Dig IN Turns Five

This year’s spirited crowds turned out to sink their teeth into a wealth of delectable Hoosier eats.
More than 4,000 foodies and followers of the Indiana farm-to-table restaurant scene braved the humidity and intermittent sprinkles Sunday for the annual Dig IN food festival at White River State Park. This year’s event marked the fifth year of bringing together the state’s most innovative independent restaurants and food trucks with Indiana’s homegrown producers of summer vegetables, fruit, livestock, and even shrimp and fish. A host of newcomers representing such Hoosier locales as Fort Wayne, Muncie, and Bargersville helped to diversify the offerings, which ranged from Circle City Soups’ popular and hearty beer-can chicken nachos to Duos food truck’s delicately floral honey-lavender-rosemary shortbread.
Making his debut from Muncie’s farm-themed gastropub Barn Brasserie was chef/owner Matt Burns, who earned his stripes at Craig Baker’s The Local Eatery & Pub and longtime Muncie standard Vera Mae’s Bistro. Working with Gunthorp Farms pork, Burns spent five days preparing for the event, marinating, braising, and chopping cabbage.
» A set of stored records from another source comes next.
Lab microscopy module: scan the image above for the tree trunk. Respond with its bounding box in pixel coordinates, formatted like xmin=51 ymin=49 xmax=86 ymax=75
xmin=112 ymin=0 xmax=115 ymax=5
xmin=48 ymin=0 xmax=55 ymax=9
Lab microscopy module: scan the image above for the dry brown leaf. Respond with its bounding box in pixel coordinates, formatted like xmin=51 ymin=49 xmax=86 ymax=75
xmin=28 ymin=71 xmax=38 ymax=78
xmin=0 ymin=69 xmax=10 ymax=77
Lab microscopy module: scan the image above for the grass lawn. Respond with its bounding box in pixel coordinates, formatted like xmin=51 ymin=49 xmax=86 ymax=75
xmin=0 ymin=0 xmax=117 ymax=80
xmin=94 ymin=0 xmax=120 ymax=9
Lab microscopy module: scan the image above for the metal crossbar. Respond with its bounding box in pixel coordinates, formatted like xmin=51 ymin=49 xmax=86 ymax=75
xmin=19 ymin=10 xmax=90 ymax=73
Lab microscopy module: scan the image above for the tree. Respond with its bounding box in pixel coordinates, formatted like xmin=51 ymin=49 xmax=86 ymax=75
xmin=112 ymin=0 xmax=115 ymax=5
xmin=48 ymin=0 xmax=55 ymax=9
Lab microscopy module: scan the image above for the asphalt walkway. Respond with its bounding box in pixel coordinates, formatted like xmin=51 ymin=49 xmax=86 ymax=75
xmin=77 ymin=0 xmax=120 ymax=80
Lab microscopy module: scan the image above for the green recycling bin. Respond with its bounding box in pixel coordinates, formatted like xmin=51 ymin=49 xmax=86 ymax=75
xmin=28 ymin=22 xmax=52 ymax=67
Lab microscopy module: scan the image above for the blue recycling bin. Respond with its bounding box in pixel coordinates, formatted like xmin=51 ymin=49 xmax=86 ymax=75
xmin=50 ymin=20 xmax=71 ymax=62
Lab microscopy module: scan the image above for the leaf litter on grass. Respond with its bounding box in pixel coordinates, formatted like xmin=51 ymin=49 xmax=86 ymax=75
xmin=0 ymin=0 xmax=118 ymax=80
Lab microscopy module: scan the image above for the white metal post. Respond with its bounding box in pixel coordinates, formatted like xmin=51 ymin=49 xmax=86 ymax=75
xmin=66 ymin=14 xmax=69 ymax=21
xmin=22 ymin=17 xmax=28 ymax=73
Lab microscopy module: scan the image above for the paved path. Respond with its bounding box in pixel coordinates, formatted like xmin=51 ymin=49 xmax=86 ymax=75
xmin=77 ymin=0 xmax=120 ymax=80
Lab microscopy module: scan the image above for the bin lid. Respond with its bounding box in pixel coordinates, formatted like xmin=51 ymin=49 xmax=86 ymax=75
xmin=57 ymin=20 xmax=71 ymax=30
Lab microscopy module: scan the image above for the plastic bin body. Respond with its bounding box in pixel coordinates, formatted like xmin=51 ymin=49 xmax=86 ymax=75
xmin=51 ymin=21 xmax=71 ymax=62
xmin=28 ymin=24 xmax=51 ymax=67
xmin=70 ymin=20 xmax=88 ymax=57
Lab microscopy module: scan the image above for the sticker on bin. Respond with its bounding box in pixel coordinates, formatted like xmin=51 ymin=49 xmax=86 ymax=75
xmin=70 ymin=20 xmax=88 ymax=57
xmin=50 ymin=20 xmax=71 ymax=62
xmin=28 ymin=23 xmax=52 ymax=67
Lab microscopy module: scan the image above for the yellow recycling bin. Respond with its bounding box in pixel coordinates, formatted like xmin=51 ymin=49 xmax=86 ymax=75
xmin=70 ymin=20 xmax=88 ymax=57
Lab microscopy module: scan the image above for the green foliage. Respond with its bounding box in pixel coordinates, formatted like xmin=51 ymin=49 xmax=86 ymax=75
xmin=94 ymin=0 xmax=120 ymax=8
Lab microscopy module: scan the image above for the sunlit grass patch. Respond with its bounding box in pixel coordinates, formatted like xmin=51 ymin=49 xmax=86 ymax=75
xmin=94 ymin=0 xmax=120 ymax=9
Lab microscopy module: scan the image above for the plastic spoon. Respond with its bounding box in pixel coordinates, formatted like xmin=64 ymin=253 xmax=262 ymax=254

But other than the hard work, Burns praised the organization of the event, which he said went off without a hitch. “In the restaurant, you don’t often have to chop cabbage for several thousand portions,” Burns said, but by midafternoon, when a few chefs had already closed down their tents, Burns was still offering bowls of rich and tender pulled pork with a creamy, lightly sweet corn aioli and a generous pile of that crunchy marinated cabbage.
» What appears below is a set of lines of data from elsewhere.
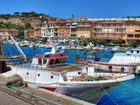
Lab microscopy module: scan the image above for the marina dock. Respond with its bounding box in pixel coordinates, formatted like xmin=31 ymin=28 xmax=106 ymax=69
xmin=0 ymin=75 xmax=94 ymax=105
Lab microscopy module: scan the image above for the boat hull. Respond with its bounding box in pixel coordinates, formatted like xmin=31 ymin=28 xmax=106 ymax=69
xmin=77 ymin=60 xmax=137 ymax=73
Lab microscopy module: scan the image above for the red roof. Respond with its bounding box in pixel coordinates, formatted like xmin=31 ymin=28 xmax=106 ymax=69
xmin=34 ymin=55 xmax=45 ymax=59
xmin=34 ymin=53 xmax=68 ymax=59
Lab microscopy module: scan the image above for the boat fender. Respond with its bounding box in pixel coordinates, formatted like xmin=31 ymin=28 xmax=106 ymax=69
xmin=121 ymin=67 xmax=125 ymax=72
xmin=132 ymin=67 xmax=136 ymax=71
xmin=108 ymin=66 xmax=113 ymax=71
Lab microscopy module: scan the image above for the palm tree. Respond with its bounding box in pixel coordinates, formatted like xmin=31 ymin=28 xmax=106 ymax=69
xmin=14 ymin=12 xmax=20 ymax=16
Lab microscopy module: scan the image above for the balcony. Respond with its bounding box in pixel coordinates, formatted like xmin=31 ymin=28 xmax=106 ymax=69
xmin=77 ymin=25 xmax=91 ymax=27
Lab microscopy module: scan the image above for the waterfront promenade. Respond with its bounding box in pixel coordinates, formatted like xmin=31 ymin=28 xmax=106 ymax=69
xmin=0 ymin=75 xmax=93 ymax=105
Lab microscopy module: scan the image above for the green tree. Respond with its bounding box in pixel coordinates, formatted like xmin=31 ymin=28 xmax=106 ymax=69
xmin=128 ymin=40 xmax=138 ymax=47
xmin=111 ymin=40 xmax=122 ymax=45
xmin=25 ymin=23 xmax=32 ymax=30
xmin=14 ymin=12 xmax=20 ymax=16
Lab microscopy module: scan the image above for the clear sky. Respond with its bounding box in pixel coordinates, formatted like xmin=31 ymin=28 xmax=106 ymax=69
xmin=0 ymin=0 xmax=140 ymax=18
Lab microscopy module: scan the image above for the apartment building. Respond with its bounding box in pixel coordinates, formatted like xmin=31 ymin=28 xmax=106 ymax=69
xmin=76 ymin=20 xmax=92 ymax=38
xmin=41 ymin=17 xmax=76 ymax=37
xmin=77 ymin=18 xmax=140 ymax=44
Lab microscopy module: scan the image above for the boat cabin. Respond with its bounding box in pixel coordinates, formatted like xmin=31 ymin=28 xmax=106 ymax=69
xmin=126 ymin=48 xmax=140 ymax=56
xmin=32 ymin=53 xmax=68 ymax=67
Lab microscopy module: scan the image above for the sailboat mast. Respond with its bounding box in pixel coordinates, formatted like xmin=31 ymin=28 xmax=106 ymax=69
xmin=0 ymin=35 xmax=3 ymax=59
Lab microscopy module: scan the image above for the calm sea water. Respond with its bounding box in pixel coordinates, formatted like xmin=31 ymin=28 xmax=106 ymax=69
xmin=4 ymin=45 xmax=140 ymax=105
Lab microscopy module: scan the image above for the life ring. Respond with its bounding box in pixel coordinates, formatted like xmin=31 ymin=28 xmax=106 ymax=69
xmin=108 ymin=66 xmax=113 ymax=71
xmin=121 ymin=67 xmax=125 ymax=72
xmin=132 ymin=67 xmax=136 ymax=71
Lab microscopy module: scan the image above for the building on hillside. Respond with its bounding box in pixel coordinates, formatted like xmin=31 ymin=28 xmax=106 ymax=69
xmin=0 ymin=29 xmax=18 ymax=36
xmin=24 ymin=29 xmax=35 ymax=38
xmin=77 ymin=18 xmax=140 ymax=44
xmin=76 ymin=20 xmax=92 ymax=38
xmin=7 ymin=17 xmax=23 ymax=25
xmin=0 ymin=18 xmax=7 ymax=23
xmin=34 ymin=27 xmax=41 ymax=38
xmin=41 ymin=25 xmax=54 ymax=37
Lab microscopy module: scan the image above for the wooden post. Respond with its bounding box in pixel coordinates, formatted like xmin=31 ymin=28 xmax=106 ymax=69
xmin=0 ymin=35 xmax=3 ymax=73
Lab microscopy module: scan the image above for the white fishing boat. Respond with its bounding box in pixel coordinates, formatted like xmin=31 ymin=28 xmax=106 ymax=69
xmin=2 ymin=48 xmax=134 ymax=94
xmin=77 ymin=49 xmax=140 ymax=73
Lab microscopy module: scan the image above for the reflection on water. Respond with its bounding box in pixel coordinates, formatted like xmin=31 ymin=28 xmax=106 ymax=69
xmin=4 ymin=47 xmax=140 ymax=105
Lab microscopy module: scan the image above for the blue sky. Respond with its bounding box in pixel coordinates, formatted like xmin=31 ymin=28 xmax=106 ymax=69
xmin=0 ymin=0 xmax=140 ymax=18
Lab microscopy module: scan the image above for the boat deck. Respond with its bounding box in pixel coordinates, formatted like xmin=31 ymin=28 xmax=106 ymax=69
xmin=14 ymin=63 xmax=82 ymax=73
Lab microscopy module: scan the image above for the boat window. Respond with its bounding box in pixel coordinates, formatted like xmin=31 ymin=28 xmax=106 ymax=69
xmin=62 ymin=58 xmax=67 ymax=63
xmin=55 ymin=58 xmax=61 ymax=63
xmin=38 ymin=59 xmax=42 ymax=65
xmin=49 ymin=59 xmax=55 ymax=65
xmin=43 ymin=59 xmax=47 ymax=64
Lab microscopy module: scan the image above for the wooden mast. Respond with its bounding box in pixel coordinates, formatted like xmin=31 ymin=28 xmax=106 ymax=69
xmin=0 ymin=35 xmax=4 ymax=73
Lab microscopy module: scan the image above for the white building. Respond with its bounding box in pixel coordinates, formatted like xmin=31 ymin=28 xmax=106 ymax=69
xmin=41 ymin=25 xmax=54 ymax=37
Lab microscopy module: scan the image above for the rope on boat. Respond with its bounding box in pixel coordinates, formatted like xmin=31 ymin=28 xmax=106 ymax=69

Also new to Dig IN this year were Fort Wayne’s 800 Degrees, featuring wood-fired pizzas made on the grounds, as well as Bargersville’s Taxman Brewing Co., which in just a few short months has been signing contracts all over Central Indiana to make its brews, such as the piney, citrusy “la maison” French farmhouse ale, available to Hoosier beer fans.

Festival-goers also praised the event for the ease of negotiating the lines at the entrance and the layout of the tents, which were spread evenly around the grounds along White River State Park. Avid gourmand Phil Westphal, who had attended a few years ago, noted how much shorter his wait was this year. “The entrance to the festival really worked a lot better, and I was impressed at how so many of the tents were placed all over the park, so the lines didn’t get all tangled up.” Chefs and participants also noted how, at a mature five years, the festival went as smoothly as ever. “It’s been relaxing,” said Baker of The Local and the late-May opener Plow & Anchor. “The lines have been moving steadily all afternoon.”
Despite all the planning that went into this year’s event, a few perennial favorites did draw some pretty long lines, such as chef Aaron Butts’s Wagyu brisket empanadas from Joseph Decuis in Roanoke. Desserts were especially popular, with Cindy Hawkins’s Indiana fruit streusel tart running out by midday and Nicey Treat’s adorable mini popsicle samples garnering one of the steadiest crowds of the afternoon. But given the strides Indiana chefs and restaurants, not to mention Hoosier breweries and wineries, have made at offering the best of the state’s farmstead bounty, it’s no wonder festival-goers were willing to stand in line to get a taste.